これらの結果、木戸口氏は各党それぞれの支持層を固め、無党派層にも浸透して田中氏をリード。木戸口氏は4党推薦の無所属だが生活に近く、国会にどのような立場から臨むか、有権者は注目する。また、従前から非自民が強勢を誇ってきた中で、今回は自民が「あと一歩」と言える状況まで迫った。これが気仙の政界地図を変える潮目となり得たかは、今後の選挙が占うこととなりそうだ。

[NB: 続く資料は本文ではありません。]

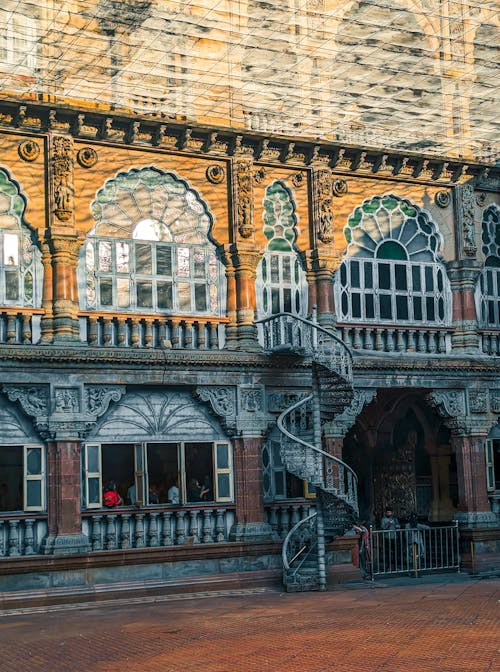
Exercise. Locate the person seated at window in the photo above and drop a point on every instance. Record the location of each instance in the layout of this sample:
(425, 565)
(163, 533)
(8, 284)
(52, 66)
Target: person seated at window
(153, 496)
(131, 494)
(111, 498)
(196, 492)
(173, 493)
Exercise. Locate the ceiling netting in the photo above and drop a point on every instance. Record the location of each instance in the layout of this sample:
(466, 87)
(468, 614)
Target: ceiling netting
(417, 75)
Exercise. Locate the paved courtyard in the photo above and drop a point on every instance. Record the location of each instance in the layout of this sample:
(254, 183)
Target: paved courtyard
(447, 625)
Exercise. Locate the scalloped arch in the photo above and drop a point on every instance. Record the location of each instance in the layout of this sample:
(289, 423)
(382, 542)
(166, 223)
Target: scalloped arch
(151, 194)
(391, 218)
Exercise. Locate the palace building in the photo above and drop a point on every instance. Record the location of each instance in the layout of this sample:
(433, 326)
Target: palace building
(250, 278)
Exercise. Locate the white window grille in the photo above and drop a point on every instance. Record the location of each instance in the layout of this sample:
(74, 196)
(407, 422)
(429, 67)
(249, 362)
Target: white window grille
(393, 273)
(150, 251)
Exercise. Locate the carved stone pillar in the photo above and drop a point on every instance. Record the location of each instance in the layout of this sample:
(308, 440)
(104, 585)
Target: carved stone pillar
(323, 262)
(63, 238)
(64, 288)
(473, 504)
(463, 279)
(245, 263)
(64, 515)
(250, 517)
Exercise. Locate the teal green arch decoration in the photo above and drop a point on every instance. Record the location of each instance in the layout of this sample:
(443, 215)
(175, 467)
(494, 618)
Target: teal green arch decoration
(280, 220)
(389, 218)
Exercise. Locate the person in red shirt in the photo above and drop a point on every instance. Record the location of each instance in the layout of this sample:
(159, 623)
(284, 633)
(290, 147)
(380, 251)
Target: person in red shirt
(111, 498)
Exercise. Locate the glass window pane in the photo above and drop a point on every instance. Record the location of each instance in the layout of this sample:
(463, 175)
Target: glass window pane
(385, 307)
(223, 486)
(122, 257)
(199, 263)
(33, 493)
(369, 306)
(287, 274)
(401, 307)
(200, 297)
(34, 461)
(287, 300)
(400, 276)
(144, 294)
(183, 262)
(123, 292)
(93, 459)
(354, 274)
(222, 456)
(164, 260)
(164, 295)
(430, 308)
(106, 291)
(93, 494)
(415, 274)
(143, 259)
(429, 280)
(368, 275)
(11, 285)
(356, 305)
(384, 276)
(104, 256)
(417, 308)
(11, 249)
(184, 290)
(275, 275)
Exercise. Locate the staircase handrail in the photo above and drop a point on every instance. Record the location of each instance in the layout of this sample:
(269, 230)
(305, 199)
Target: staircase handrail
(288, 537)
(296, 439)
(319, 330)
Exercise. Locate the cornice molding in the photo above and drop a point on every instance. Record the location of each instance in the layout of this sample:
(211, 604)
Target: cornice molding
(159, 133)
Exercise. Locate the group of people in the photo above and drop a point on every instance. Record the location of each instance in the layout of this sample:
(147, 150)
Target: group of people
(196, 492)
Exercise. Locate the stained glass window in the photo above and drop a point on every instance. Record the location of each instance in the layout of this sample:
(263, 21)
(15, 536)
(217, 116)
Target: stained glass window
(393, 272)
(281, 280)
(150, 250)
(488, 287)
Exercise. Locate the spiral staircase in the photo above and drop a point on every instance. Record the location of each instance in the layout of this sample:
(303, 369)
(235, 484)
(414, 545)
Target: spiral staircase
(335, 483)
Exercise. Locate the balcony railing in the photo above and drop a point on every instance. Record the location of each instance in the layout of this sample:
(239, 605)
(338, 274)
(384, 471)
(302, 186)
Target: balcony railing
(396, 339)
(189, 333)
(21, 534)
(163, 526)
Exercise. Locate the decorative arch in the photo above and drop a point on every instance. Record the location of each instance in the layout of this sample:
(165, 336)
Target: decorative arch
(150, 249)
(21, 270)
(281, 284)
(488, 284)
(393, 270)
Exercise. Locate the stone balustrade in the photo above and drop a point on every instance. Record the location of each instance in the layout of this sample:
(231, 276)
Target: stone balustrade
(161, 526)
(190, 333)
(282, 516)
(21, 534)
(19, 326)
(489, 342)
(396, 339)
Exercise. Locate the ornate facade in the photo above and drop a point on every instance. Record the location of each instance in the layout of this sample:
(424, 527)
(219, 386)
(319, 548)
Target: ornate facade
(141, 259)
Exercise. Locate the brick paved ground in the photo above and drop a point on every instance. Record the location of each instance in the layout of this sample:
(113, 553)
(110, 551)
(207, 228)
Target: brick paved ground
(445, 626)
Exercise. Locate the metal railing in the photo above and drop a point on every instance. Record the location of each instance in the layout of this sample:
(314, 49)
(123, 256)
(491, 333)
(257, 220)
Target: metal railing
(414, 550)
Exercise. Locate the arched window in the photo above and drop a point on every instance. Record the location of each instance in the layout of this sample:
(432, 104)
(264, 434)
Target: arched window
(20, 260)
(393, 271)
(281, 280)
(149, 251)
(488, 289)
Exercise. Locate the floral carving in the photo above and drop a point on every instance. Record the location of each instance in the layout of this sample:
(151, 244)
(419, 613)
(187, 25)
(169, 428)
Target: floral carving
(215, 174)
(62, 176)
(87, 157)
(244, 198)
(323, 189)
(29, 150)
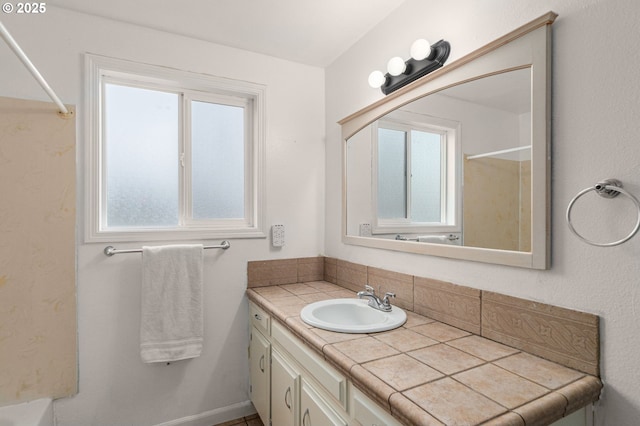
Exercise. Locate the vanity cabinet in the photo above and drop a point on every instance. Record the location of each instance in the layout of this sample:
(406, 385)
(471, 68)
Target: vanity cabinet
(259, 363)
(316, 410)
(291, 385)
(259, 350)
(285, 391)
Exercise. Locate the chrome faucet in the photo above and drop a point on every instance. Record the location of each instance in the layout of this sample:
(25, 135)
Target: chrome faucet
(374, 301)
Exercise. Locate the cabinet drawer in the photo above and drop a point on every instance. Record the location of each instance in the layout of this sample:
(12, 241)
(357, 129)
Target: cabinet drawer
(367, 413)
(332, 381)
(315, 411)
(259, 318)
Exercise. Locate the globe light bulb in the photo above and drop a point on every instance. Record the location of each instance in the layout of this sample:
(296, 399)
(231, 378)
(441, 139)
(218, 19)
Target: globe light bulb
(396, 66)
(376, 79)
(420, 49)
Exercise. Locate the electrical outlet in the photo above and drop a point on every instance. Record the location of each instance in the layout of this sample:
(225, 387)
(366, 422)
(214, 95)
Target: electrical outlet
(277, 235)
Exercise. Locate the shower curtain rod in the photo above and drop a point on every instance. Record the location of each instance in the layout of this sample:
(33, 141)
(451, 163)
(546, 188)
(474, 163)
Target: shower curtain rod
(32, 69)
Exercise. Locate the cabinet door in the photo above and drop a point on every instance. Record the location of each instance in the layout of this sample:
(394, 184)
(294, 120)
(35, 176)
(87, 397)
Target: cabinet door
(315, 411)
(259, 350)
(284, 391)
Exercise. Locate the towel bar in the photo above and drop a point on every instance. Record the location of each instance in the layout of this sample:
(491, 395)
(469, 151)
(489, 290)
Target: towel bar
(110, 250)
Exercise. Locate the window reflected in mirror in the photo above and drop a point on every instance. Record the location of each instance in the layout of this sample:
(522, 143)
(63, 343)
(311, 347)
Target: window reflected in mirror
(453, 167)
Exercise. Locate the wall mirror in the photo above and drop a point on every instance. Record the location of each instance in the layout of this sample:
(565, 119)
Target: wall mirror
(456, 164)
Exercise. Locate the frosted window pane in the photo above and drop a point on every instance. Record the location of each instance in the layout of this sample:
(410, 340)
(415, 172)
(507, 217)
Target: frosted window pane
(426, 176)
(141, 152)
(392, 184)
(218, 160)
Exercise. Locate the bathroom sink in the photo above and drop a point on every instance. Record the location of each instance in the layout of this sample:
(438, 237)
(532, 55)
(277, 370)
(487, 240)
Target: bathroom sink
(351, 316)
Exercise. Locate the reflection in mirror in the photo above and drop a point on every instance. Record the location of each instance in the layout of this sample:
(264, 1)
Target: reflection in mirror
(450, 168)
(456, 164)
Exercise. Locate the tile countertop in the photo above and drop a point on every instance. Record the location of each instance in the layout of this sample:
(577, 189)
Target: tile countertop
(430, 373)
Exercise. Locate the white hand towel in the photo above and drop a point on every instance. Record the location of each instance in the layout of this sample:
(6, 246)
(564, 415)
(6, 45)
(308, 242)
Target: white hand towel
(171, 326)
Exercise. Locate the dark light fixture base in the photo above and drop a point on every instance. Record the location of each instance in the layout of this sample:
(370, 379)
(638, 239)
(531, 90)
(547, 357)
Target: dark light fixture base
(416, 69)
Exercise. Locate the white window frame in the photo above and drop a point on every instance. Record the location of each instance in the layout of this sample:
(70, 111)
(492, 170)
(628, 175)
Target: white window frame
(451, 200)
(194, 87)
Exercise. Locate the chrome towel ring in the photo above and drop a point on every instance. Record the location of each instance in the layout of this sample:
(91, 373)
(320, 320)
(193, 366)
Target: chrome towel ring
(609, 188)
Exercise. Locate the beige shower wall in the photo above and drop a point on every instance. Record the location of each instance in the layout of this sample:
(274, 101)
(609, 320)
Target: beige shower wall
(497, 204)
(37, 252)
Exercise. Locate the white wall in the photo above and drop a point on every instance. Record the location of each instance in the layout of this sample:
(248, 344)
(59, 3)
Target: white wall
(596, 87)
(115, 386)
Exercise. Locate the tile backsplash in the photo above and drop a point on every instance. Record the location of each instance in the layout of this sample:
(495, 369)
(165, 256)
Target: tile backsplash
(568, 337)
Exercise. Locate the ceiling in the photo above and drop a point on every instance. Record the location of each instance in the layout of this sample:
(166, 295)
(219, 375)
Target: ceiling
(313, 32)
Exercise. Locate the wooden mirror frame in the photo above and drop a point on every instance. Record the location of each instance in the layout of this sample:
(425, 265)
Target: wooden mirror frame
(526, 47)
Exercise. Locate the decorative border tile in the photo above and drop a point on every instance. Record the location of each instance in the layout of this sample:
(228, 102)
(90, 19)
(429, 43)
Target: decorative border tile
(568, 337)
(351, 275)
(452, 304)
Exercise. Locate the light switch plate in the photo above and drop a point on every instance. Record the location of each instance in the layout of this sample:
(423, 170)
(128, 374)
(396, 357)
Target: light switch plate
(277, 235)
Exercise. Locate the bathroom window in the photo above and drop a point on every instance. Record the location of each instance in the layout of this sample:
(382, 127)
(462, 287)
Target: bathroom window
(415, 176)
(172, 155)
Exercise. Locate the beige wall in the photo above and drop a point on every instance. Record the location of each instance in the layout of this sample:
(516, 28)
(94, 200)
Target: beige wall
(497, 205)
(37, 252)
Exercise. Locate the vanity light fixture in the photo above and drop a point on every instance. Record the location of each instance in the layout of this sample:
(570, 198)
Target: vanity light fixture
(425, 58)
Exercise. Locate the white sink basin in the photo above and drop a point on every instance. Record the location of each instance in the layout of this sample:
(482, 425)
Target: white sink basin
(351, 316)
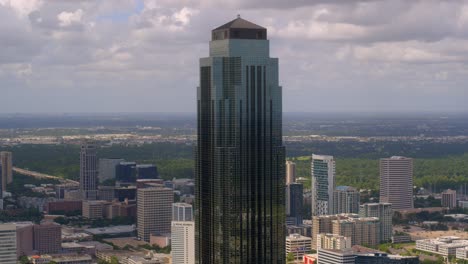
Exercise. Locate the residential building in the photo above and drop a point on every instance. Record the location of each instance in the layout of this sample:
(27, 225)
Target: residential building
(294, 203)
(47, 238)
(449, 198)
(346, 200)
(154, 211)
(182, 212)
(333, 241)
(290, 172)
(8, 244)
(396, 182)
(183, 242)
(332, 256)
(323, 184)
(107, 168)
(88, 171)
(384, 212)
(240, 157)
(298, 245)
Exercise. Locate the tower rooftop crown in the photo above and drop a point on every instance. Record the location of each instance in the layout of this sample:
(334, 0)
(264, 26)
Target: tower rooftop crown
(239, 28)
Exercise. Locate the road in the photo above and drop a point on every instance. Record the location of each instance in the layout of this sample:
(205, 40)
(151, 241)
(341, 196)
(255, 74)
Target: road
(41, 175)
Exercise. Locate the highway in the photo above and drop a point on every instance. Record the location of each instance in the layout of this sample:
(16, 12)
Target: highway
(41, 175)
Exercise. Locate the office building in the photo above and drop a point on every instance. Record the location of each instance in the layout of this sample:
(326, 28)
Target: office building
(88, 171)
(47, 238)
(332, 256)
(290, 172)
(147, 171)
(183, 242)
(125, 172)
(8, 244)
(323, 184)
(182, 212)
(240, 157)
(396, 182)
(346, 200)
(333, 241)
(380, 258)
(449, 198)
(154, 211)
(384, 212)
(294, 203)
(107, 168)
(298, 245)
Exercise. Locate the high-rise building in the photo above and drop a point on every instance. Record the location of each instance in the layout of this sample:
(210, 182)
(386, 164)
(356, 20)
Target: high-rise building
(182, 212)
(396, 182)
(294, 202)
(47, 238)
(384, 212)
(8, 244)
(333, 241)
(107, 168)
(346, 200)
(126, 172)
(6, 160)
(323, 184)
(449, 198)
(183, 242)
(298, 245)
(154, 211)
(147, 171)
(290, 172)
(240, 158)
(88, 171)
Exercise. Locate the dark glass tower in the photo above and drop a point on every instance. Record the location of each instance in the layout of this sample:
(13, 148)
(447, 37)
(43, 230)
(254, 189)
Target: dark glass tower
(240, 158)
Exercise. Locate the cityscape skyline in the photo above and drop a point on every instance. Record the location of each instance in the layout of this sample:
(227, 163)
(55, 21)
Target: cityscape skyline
(343, 48)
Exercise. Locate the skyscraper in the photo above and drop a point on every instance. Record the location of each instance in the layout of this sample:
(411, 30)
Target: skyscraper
(323, 184)
(240, 158)
(154, 211)
(6, 159)
(88, 171)
(294, 203)
(396, 182)
(290, 172)
(346, 200)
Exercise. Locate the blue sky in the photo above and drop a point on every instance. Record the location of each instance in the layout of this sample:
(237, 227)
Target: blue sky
(142, 55)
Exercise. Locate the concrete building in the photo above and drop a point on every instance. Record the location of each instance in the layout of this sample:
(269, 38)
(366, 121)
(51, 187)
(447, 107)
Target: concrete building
(47, 238)
(445, 246)
(154, 211)
(294, 203)
(8, 244)
(380, 258)
(323, 184)
(331, 256)
(290, 172)
(396, 182)
(88, 171)
(449, 198)
(240, 157)
(346, 200)
(182, 212)
(384, 212)
(333, 241)
(298, 245)
(107, 168)
(24, 238)
(183, 242)
(6, 161)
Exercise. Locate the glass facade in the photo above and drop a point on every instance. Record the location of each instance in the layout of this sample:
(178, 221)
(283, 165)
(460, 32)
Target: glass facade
(240, 158)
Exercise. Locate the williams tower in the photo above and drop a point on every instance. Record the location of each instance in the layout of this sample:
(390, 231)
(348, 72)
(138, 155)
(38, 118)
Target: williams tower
(240, 158)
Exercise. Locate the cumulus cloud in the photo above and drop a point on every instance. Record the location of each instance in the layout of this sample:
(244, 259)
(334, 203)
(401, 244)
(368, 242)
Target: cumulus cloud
(142, 55)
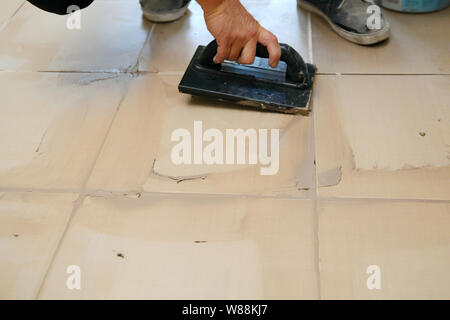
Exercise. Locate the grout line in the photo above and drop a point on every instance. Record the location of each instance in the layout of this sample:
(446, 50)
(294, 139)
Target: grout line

今回の選挙戦、東日本大震災復興をめぐって、木戸口氏が被災者生活再建支援金の引き上げ、田中氏は復興完遂を訴えた。ただ、力の込め方は現政権や共闘など、互いへの批判が上回った感はぬぐえず、気仙の有権者からは「どこかよその選挙のようだ」といった冷めた反応がちらほら。それを反映するかのように、投票率は県全体では微増となったのに反し、大船渡市は59・50%(前回選比5・44ポイント減)、陸前高田市は61・94%(同2・27ポイント減)、住田町は63・31%(同2・93ポイント減)と気仙2市1町すべてで下がった。